VIENNA – Routine use of CT or three-dimensional echocardiography before and during transcatheter aortic valve replacement has contributed to a dramatic drop in paravalvular leaks, the procedure’s Achilles heel, based on the experience at a single, high-volume U.S. center.
In recent months, during testing of the SAPIEN 3 transcatheter aortic valve replacement (TAVR) system under development by Edwards, no patients developed moderate or severe paravalvular regurgitation during follow-up, and mild paravalvular leaks occurred at a rate of 7%-9%, Dr. Rebecca T. Hahn said at the annual meeting of the European Association of Cardiovascular Imaging. She and her associates tallied these rates recently at their institution, Columbia University Medical Center in New York, during their participation in PARTNER II , a multicenter study of the SAPIEN 3 device.
Dr. Hahn attributed these unprecedentedly low rates to three factors: preprocedure imaging with CT or 3-D echocardiography to select the best-sized valve for each patient, routine use of intraprocedural 3-D echo to guide precise valve placement and monitor for complications, and the SAPIEN 3 valve.
To put these regurgitation rates in context, in results from the pivotal CoreValve trial reported last May, the 30-day rate of moderate or severe paravalvular regurgitation was 9%, and the rate of mild paravalvular regurgitation was 36% ( N. Engl. J. Med. 2014;370:1790-8 ). The most recent data on paravalvular leak reported from a large trial using a SAPIEN valve currently on the U.S. market was from the PARTNER II trial of inoperable patients, which documented a roughly 20% rate of moderate or severe paravalvular regurgitation using either the SAPIEN XT or the original SAPIEN system.
Dr. Hahn acknowledged that one major factor contributing to the disappearance of moderate or severe leaks following TAVR was the design of the new SAPIEN 3 TAVR valve she is working with, which features a flexible layer around the outer perimeter of the valve to better seal it into the patient’s aortic valve annulus and prevent blood from leaking through gaps around the edge.
But she also credited intraprocedural 3-D echo as a major factor in the improved outcomes, as well as the use of CT or 3-D echo to accurately size the annulus before TAVR starts so that the patient’s annulus size can be matched with the most appropriately sized replacement valve.
“Each valve has a sweet spot” for the annulus size it will fit into, and CT imaging of the annulus to measure the size, or using three-dimensional echo when CT is not good enough, is the way that TAVR heart teams now make sure they use the valve size with a sweet spot for the patient receiving the valve, said Dr.
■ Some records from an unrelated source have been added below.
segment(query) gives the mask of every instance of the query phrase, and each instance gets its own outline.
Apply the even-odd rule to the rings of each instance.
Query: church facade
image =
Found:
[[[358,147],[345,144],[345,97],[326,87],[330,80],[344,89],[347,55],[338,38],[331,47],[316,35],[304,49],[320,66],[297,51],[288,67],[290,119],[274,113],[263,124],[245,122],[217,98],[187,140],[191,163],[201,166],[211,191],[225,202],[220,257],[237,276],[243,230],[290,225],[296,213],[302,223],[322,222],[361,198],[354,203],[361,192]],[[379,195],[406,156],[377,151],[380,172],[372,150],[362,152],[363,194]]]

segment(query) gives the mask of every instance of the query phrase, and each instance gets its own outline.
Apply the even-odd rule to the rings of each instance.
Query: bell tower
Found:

Hahn, director of invasive and valvular echocardiography at Columbia. A key task for either imaging method is to measure annulus size on the “virtual” annular plane, a plane that is challenging to identify as it is defined by only the three hinge points of the aortic valve’s leaflets. “Three-dimensional echo allows us to quantify [annular size] in ways that we couldn’t before,” she said in an interview.
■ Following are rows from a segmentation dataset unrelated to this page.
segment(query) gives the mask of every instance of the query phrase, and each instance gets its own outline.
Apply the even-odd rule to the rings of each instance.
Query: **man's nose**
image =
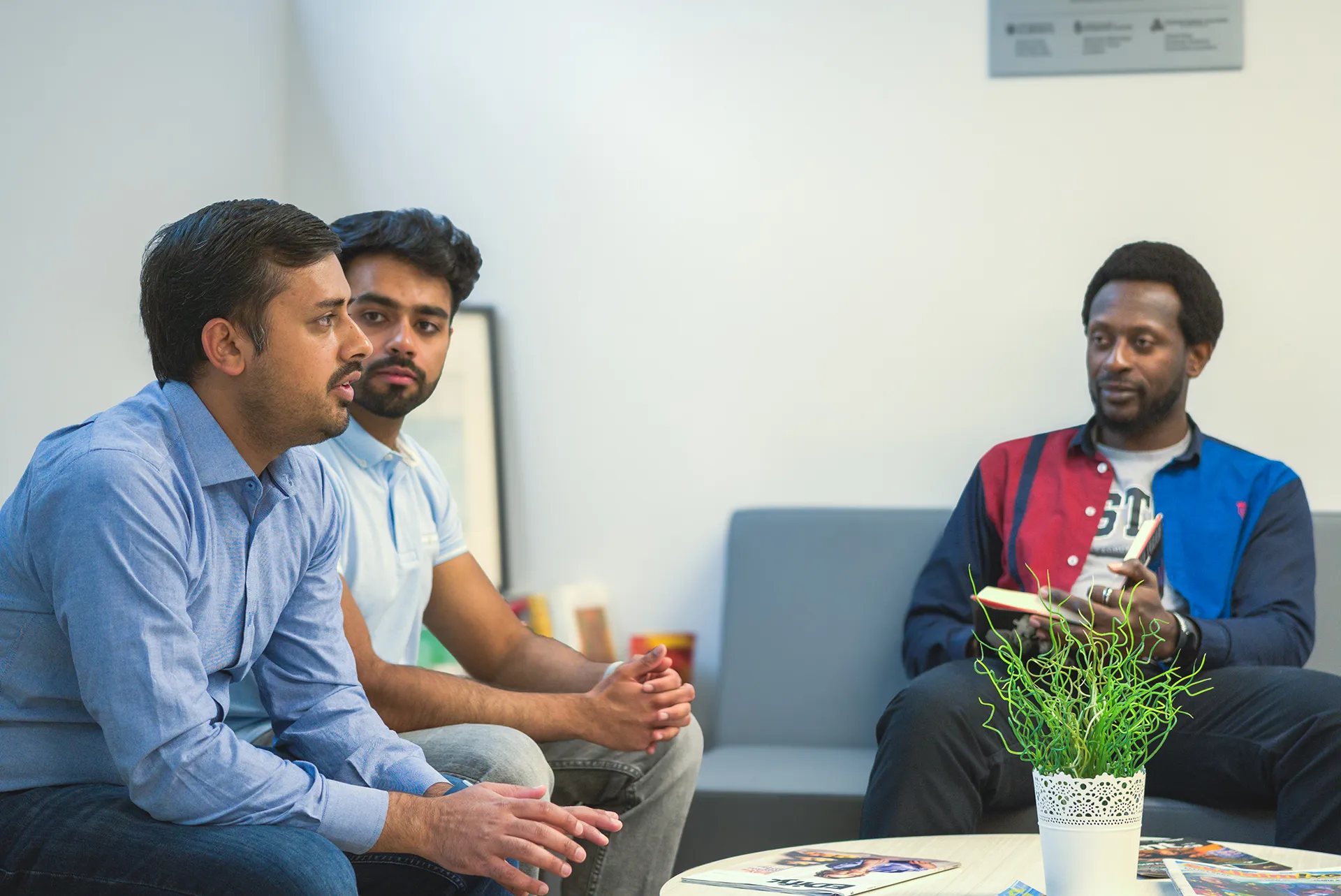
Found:
[[[1114,341],[1108,357],[1104,358],[1104,368],[1108,370],[1125,370],[1130,366],[1130,347],[1126,345],[1126,339]]]
[[[343,349],[342,354],[349,361],[362,361],[373,354],[373,343],[367,341],[367,337],[357,326],[347,329],[345,345],[341,347]]]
During the procedure, 3-D echocardiography is the only good imaging option. In addition to clarifying unusual morphologies of the annulus and surrounding tissues and blood vessels, and giving precise information on wire and valve placement, 3-D echo allows for rapid assessment of a hemodynamic emergency if one occurs during a TAVR procedure. Three-dimensional echo also affords the best way to assess the location and severity of paravalvular regurgitation. 3-D echo “allows us to make decisions during the procedure on what to do about paravalvular regurgitation,” Dr. Hahn said.